Depending upon bandwidth requirements, it could be desirable to equip each bank with plural VRAM devices of the type indicated in FIG. 5, so as to increase both the parallel transfer width at the interface between RAM arrays and registers, and the sequential transfer width at the interface between the registers and comm ctlr. Thus, an aggregate of 4 such devices in each bank would support parallel transfers of 512×16 bit page blocks (compared to the transfer width of 512×4 bits indicated in FIG. 5), and sequential transfers of 16 bit parallel units relative to the comm ctlr (instead of the 4 bit units suggested in FIG. 5).
With an appropriate mapping of system addresses into the A and B banks, the VRAM and DRAM banks can be made more efficiently available to all requesting entities.
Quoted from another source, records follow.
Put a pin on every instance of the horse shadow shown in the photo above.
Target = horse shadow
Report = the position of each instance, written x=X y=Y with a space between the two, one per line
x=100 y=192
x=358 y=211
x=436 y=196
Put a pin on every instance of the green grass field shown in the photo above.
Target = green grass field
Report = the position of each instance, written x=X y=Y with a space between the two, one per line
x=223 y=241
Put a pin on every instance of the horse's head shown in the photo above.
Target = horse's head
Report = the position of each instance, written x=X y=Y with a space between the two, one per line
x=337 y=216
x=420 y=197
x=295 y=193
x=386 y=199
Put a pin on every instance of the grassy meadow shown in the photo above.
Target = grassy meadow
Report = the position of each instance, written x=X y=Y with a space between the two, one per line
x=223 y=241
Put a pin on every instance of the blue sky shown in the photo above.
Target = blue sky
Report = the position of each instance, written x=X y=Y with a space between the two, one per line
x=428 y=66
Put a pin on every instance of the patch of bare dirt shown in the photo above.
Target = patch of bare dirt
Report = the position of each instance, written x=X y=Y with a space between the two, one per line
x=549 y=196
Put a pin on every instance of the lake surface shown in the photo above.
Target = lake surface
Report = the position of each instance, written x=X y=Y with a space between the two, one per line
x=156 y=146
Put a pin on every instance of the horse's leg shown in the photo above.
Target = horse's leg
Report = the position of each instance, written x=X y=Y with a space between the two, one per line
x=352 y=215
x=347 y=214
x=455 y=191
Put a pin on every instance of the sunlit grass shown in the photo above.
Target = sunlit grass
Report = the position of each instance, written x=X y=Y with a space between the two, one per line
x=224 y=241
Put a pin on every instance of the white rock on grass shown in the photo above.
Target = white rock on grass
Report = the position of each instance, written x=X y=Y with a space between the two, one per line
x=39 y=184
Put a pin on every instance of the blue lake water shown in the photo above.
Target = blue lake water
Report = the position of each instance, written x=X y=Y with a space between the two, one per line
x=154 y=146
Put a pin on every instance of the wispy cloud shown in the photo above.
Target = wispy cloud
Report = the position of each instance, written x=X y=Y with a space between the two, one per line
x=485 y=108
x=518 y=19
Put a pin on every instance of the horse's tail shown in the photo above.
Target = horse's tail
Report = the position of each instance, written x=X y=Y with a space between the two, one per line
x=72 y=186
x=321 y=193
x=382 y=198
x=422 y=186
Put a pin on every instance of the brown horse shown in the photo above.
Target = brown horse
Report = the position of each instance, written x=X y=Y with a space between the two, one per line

Thus, while any entity is accessing data in DRAM, requests for access to any VRAM bank can be processed by the stge ctlr, and while any entity is accessing data in the A group of VRAM banks requests for access to the B group of banks can be serviced. Also, as will be shown below, while the comm ctrl is transferring data to an A or B bank in association with a PWrT request, it can have another request for access to the other bank (B or A) serviced by the stge ctlr.
The foregoing address mapping could, for instance, be a simple assignment of successive system page addresses to rows in different banks, in a simple four-way interleave; e.g. a page to bank 1A, a next page to bank 1B, a next page to 2A, a next page to 2B, a next page to 1A, etc.).
Lines 157-167 connect comm ctlr 151 to storage subsystem 150. Lines 157 convey address and control signals from comm ctlr 151 to stge ctlr 156. Lines 158 return control signals from the stge ctlr to the comm ctlr (including request acknowledgements). Control signals on lines 157 indicate the type of storage access cycle requested: normal Rd, normal Wr, RdT, PWrT, or WrT.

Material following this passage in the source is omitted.